Remember, sellers most recent news flash is this: 413 sales in
January. I run the numbers better than anyone in this city (rare statement of
my arrogance speaking out loud). I went back through 1993. I couldn’t
find a single month with that small of a number of transactions. Not one. That
freaks out sellers to be more needy than usual. The Gazette and media are right to pontificate about that bloodbath just as they are right to talk about near 8% unemployment and every other bleak economic statistic.
So it’s a bad time to buy, right?
Couldn’t be further from the truth.
Why?
1.)
There are fewer homes for sale this month than there were last
month. That totally defies conventional wisdom. January is usually the largest percentage inventory build month of the
year when compared to the previous month. For the first time in over a decade, February started with fewer
homes for sale than January. The smallest number of sales in 15 years and...INVENTORY IS GOING DOWN?
2.)
Where is it going? Some went to rent first of the year. They had
no problem getting renters.I tried unsuccessfully to convince seller to rent for six months. They finally did January 2nd. They were rented January 13th. Looked for a rental that's 1998 and newer with 4 bedrooms near Fort Carson? Keep looking.
3.)
Where is it going B? A bunch were purchased. There are 1050
under-contract and pending home sales in the MLS right now. That’s more
than this time last year. People assume investors are buying up the short sales
and bank-owned. They’re not. They’re not in this market at all. If you're looking to buy a home, you're probably in one of these categories: married or divorced in the last 3 years, had or are expecting children in the last 3 years, have a lousy commute, have a new job, are downsizing, have family moving in. Uh... none of those sound like investors. This is not late 2006 when 40% of the market was speculators, er, investors buying homes.
I showed another home today on Butterfield in Wagon Trails. About 1400 finished, 1800+ total, 2001 year of
build, across the street from the elementary school and it had two FULL Baths
up. $169,900 on an approved short-sale (meaning one day turn-around and that
price takes the house). Buyers had paid $220,000 for it three years ago.
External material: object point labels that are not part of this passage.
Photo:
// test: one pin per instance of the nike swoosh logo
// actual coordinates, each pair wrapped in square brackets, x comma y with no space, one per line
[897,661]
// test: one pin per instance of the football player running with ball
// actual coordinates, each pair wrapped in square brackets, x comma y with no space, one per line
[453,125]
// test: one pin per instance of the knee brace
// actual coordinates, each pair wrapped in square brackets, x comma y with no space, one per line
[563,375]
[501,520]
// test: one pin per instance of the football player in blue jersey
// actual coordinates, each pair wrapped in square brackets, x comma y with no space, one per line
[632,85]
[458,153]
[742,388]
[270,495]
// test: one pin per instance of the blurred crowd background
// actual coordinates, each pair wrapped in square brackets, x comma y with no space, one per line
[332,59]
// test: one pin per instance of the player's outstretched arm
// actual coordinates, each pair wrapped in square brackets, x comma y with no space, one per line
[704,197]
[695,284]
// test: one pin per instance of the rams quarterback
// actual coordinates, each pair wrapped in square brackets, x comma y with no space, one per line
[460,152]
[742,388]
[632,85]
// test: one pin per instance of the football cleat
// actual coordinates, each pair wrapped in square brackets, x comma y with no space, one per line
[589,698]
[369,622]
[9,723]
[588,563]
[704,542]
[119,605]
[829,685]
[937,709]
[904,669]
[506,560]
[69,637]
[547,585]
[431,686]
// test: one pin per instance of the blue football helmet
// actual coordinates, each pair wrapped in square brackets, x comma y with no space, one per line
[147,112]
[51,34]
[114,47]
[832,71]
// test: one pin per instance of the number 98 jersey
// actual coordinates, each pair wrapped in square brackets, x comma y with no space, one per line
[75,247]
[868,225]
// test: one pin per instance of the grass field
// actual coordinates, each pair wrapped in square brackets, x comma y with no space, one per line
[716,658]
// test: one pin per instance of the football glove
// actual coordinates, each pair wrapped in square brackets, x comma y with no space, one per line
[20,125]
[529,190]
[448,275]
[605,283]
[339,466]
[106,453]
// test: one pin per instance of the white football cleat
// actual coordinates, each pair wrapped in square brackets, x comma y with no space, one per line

It was bombed beyond belief. The
toilets probably had not been cleaned in three months. Not a joke. Gross
carpet, lots of smoke, far from move-in.
I was one of 6 scheduled
showings between today and tomorrow. There were two agents waiting outside to
show it when I was done. Both of them had families.
Here is my point:
If you can afford this price
range now, it is not likely going to get more affordable. It seems that every ten days the market disappears in $5000 increments. Right now, I think my listing at 1519 Happiness is close to next in line, because it now has scant competition under $150,000 in EAS.
The liquidation of
properties is happening now.
The rates are on sale.
The demand is strictly
local.
If you're qualified to $200,000 on today's rates...
Change one of those things:
and you’re almost certainly out of luck.